Getting ADH subdirectory to run

larsvilhuber commented 4 years ago

cty_census.dta was created using a number of different inputs: QCEW, census extracts, and population counts from SEER.

andrewfoote commented 4 years ago

My past self thought it would be a good idea to make this file on the M Drive, rather than actually in the line of processing. Is there a tag for "shockingly bad ideas"? I will clean this up and put together the files.

andrewfoote commented 4 years ago

@larsvilhuber Not sure if you want more details than these files, but this is a start - I can also re-create from scratch if needed.

larsvilhuber commented 4 years ago

Hm. Also cw_cty_czone.dta:

https://github.com/larsvilhuber/MobZ/blob/dc9340e841f32abd7cc70a72ab4b5b2853a770cb/programs/07_adh/00.01.IPW_creation.do#L6

I'm going to integrate the earlier files into the ADH data creation flow directly. QCEW should probably come from the same file we use in the QCEW folder.

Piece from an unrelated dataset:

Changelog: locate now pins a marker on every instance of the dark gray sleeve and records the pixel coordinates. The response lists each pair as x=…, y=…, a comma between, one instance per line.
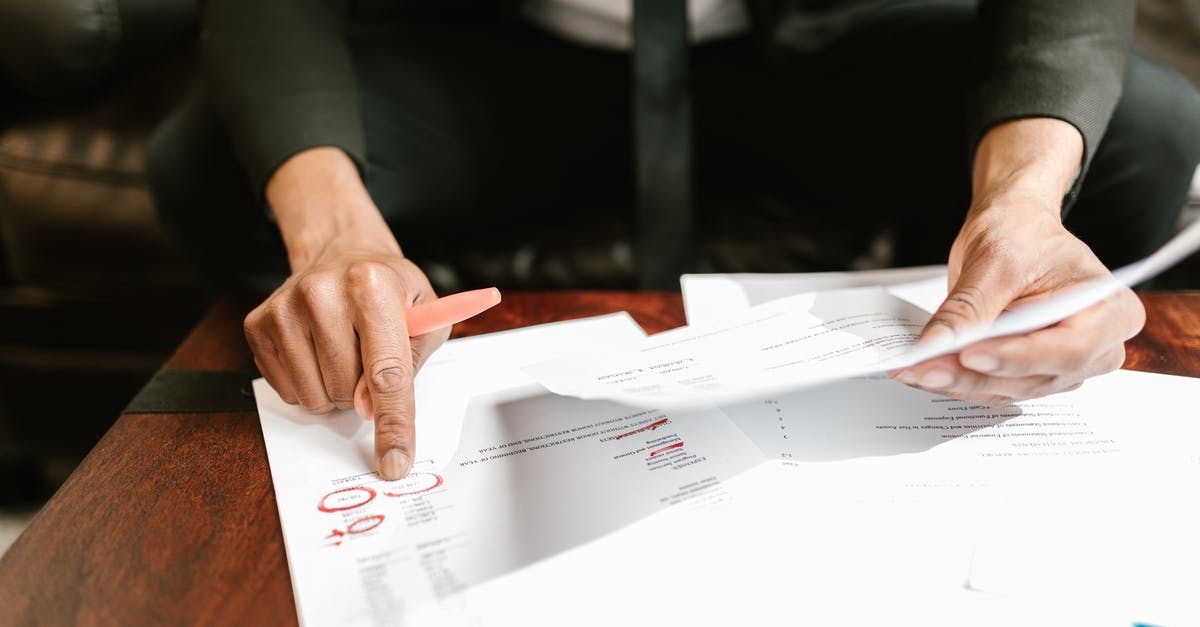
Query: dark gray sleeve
x=1061, y=59
x=281, y=77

andrewfoote commented 4 years ago

@larsvilhuber I finally figured out my naming convention. cw_cty_czone is "crosswalk from county to commuting zone"

andrewfoote commented 4 years ago

And I figured out where it came from: https://www.ddorn.net/data/cw_cty_czone.zip

I will update the read-me

larsvilhuber commented 4 years ago

@andrewfoote Next part: Need the source of the NHGIS data (old "census_together.do")

https://github.com/larsvilhuber/MobZ/blob/c23950695f8343ec7dd9b509c9e6507a407772d3/programs/07_adh/00_01_census_creation.do#L1

https://github.com/larsvilhuber/MobZ/blob/c23950695f8343ec7dd9b509c9e6507a407772d3/programs/07_adh/00_01_census_creation.do#L20

https://github.com/larsvilhuber/MobZ/blob/c23950695f8343ec7dd9b509c9e6507a407772d3/programs/07_adh/00_01_census_creation.do#L38

For this one, I believe that NHGIS terms of use allow to redistribute the extracted file, subject to citation. You should also describe how you extracted the file.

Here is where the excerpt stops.